Publicado en El País de Andalucía
El verano es una metáfora perfecta de la vida. Desde lejos parece
largo y cargado de promesas. En esta estación el tiempo se expande, sus
tardes tienen la textura de un reloj daliniano, de forma que en las
tardes de verano, si prestas atención, puedes ver caer las gotas de los
minutos infinitos y gozar la sensación de comprender la extraña
naturaleza del tiempo. Pero un día especial, que no está en el
calendario, la atmósfera cambia repentinamente. Entonces sabemos que el
verano ha terminado y aunque vuelvan los días despejados, ya no será lo
mismo.
La vida es parecida, larga y corta a la vez. Tomados los días de uno
en uno, parece que somos propietarios de un lugar ancho, sin límites ni
fronteras. Los días pasan lentos, pero los años lo hacen con rapidez
vertiginosa. La gente del Sur tenemos una aguda percepción del tiempo.
Antes de que el dinero se impusiera como centro de nuestras vidas, el
tiempo era nuestra materia imaginaria y la hicimos moldeable, receptiva,
moneda de cambio de nuestras relaciones sociales. Sabemos hacer magia
con él: lo detenemos, recreamos, estiramos, compartimos. Los antiguos
señoritos, para hacer ostentación de su enorme riqueza, incluso lo
mataban con gesto de fastidio.
El escritor turco-griego Petros Márkaris ha descrito la diferencia
del Norte y el Sur con esta frase: “Usan la misma moneda que nosotros,
pero para ellos el tiempo corre de otra manera”. Es la pura verdad. A
pesar de las imposiciones, los calendarios, los avisos, persiste ese
correr distinto de nuestra existencia; una especie de sublevación contra
la fiera mecanización de nuestras vidas. Los que lo han sentido, saben
de qué hablo. Los demás, lo resolverán con la caricatura desdeñosa hacia
las gentes del Sur, aunque para que se enteren les diré que trabajamos
intensamente solo que nos quejamos menos.
Ahora se ha puesto de moda la palabra reinvención. Me encantaba hasta que se la han apropiado para vendernos coaching
o conformarnos con los tejemanejes que han dejado sin empleo o
esperanzas a millones de personas. Todos deberíamos tener a nuestra
disposición varias vidas, ser capaces de reinventar nuestra existencia.

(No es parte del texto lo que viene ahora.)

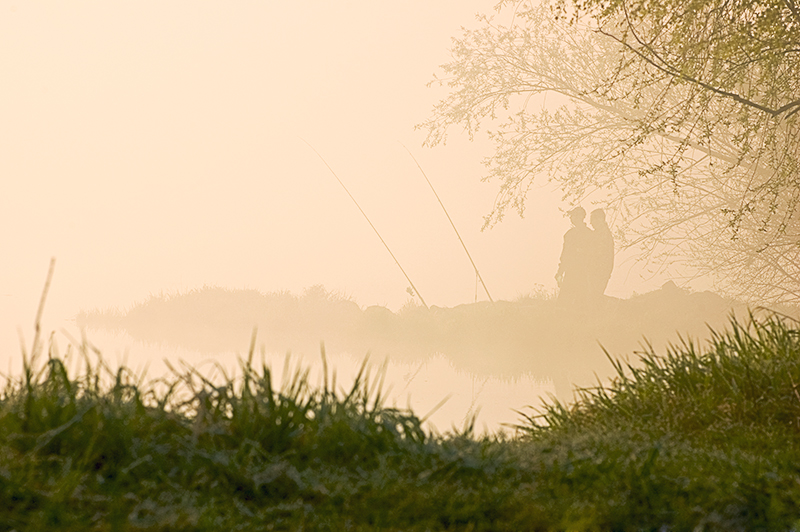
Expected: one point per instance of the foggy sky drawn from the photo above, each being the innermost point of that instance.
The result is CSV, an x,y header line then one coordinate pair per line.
x,y
155,147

He encontrado, trabajosamente, varios secretos para hacerlo: el amor, la
dedicación social y la literatura. Pero los pueblos también se pueden
reinventar y, en medio de esta crisis más que económica, más que social,
más que política, más que ecológica, urge proponer formas de
reinvención. La cuestión es que nadie se reinventa si en su vida no hay
algún asidero, alguna cuerda que quedó en suspenso, alguna habilidad o
alguna base cultural que la sostenga. Como decía Kavafis, en tu camino
no encontrarás los monstruos si antes no los has creado en tu
imaginación, pero tampoco, permitid la licencia, encontrarás los genios
bondadosos si nunca nadie te habló de su existencia.
Por eso el Sur (ya sé que hay gente que odia esta palabra, pero a mi
entender es una abstracción útil, afortunada) posee algunos valores que
en su momento fueron desdeñados o estuvieron a punto de fallecer por el
consumismo o el individualismo atroz del patrón monetario. Somos gente
capaz de ponernos en el lugar de los otros, quizá porque hemos sido
pobres y, como decía Steinbeck en Las uvas de la ira, “si
tienes problemas o estás necesitado... acude a la gente pobre. Son los
únicos que te van a ayudar”. Tenemos un caudal de sociabilidad, de
respeto al bien común que puede contener la riada de zombis
supervivientes con la que los tiempos nos amenazan. Tenemos fortaleza en
el sufrimiento y sabemos compensar la austeridad de los bienes de
consumo con la exuberancia de los afectos.
No es casualidad que en Andalucía no se haya extendido el
desprestigio de los de abajo y que exista una corriente popular de
simpatía por los que sufren. Los valores no son una abstracción, sino un
entramado que explica nuestras vidas y por eso, tras la derrota del
desarrollismo feroz, quizá nuestra cultura tenga mucho que decir, sobre
todo si se une a la ciencia y a la tecnología que los nuevos tiempos
ponen a nuestra disposición. O, a lo mejor, es todo literatura. Pero es
mejor la literatura que la desesperación.